In Cournot duopoly, there is neither overt nor tacit collusion. Each firm reacts to the other’s output to maximize each firm’s profit. In Chamberlain’s case however, it could be argued that there is a tacit collusion. When incumbent shows a good faith by reducing its output, and the entrant accomodates such gesture and try to not take advantage of the incumbent’s output reduction, then both parties could not be worse off.

### Problems

• If we use game theory to analyze the Chamberlin model, we notice a few problems
• Cutting back production to reach the joint monopoly output is equivalent to accomodating the entrant
• The entrant firm can expand its production to increase its own profit, at the expense of the incumbent’s firm
• At this point, the entrant can make a higher profit by fighting back against the incumbent

Continuing on the previous example, there is a chance that the entrant cheats the incumbent about “tacit agreement” and produce more than 150. This is because with the incumbent’s output reduction, the entrant’s inverse residual demand now becomes $P =100-0.1q_I - 0.1q_E = 85-0.1q_E$

Then the profit maximizing output of the entrant becomes \begin{aligned} MR_E&= 85-0.2q_E = 40 \\ q_E&=225 \end{aligned}

This is greater than the tacitly agreed upon output. The total industry output will then be 375 and thus the market price will be 62.5.

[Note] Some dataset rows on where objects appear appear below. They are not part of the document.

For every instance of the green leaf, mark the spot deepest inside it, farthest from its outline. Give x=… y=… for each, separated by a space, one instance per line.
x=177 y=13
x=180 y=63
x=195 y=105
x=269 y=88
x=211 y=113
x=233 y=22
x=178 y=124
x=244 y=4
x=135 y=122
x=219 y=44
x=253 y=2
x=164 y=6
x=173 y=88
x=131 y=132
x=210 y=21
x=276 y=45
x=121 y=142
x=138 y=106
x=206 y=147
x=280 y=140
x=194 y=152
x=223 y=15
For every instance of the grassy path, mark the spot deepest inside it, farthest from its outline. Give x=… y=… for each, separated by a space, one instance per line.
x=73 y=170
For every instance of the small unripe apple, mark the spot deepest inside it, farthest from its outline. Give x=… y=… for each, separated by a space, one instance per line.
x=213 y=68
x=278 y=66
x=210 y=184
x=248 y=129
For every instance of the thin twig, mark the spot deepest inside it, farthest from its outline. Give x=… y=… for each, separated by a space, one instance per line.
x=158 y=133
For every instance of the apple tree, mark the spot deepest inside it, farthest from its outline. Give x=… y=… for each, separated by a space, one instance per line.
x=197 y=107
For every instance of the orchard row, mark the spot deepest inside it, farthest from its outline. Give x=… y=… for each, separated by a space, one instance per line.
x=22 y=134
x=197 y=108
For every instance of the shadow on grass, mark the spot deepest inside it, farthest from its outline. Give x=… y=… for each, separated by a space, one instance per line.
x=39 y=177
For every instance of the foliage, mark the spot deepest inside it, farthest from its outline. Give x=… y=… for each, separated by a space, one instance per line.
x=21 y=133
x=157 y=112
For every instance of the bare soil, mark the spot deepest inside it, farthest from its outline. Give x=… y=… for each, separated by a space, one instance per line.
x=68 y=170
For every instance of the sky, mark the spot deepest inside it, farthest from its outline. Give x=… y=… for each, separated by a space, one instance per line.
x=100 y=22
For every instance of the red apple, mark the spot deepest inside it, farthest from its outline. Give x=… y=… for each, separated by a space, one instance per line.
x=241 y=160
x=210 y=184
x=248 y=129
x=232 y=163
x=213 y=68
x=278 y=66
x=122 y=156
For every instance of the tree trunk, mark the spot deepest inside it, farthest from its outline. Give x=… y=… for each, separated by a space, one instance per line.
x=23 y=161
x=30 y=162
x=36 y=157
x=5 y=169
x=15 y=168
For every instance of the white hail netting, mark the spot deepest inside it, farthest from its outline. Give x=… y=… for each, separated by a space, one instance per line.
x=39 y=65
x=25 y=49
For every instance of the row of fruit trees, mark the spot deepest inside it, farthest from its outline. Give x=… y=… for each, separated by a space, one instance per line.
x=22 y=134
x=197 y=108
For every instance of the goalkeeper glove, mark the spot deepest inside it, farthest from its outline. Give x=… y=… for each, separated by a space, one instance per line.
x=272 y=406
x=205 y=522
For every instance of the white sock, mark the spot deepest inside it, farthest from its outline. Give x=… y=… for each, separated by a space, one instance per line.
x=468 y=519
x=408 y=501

Each firm’s profit will be \begin{aligned} \Pi_I &= (62.5-40)150 = 3375\\ \Pi_E &=(62.5-40)225 = 5062.5 \end{aligned}

This gives us following payoff matrix

Incumbent
Fight Accommodate
Entrant Fight $$\Pi_E=4000$$, $$\Pi_I=4000$$ $$\Pi_E=5062.5$$, $$\Pi_I=3375$$
Accommodate $$\Pi_E=3375$$, $$\Pi_I=5062.5$$ $$\Pi_E=4500$$, $$\Pi_I=4500$$

When both firms decide to fight, they will reach Cournot equilibrium. When one firm decides to accommodate while the other takes advantage of the other firm’s good faith and decides to fight, then the cheater will have higher profit than it might have had if it did not cheat. If both firms decide to accommodate, then they will reach Chamberlain’s analysis.

Looking at the payoff matrix closely, you will notice that the strategy profile of both firms accommodate never happens. The dominant solution for both party is to fight even though each would be better off with an accommodation. This is a classic “prisoner’s dilemma” case.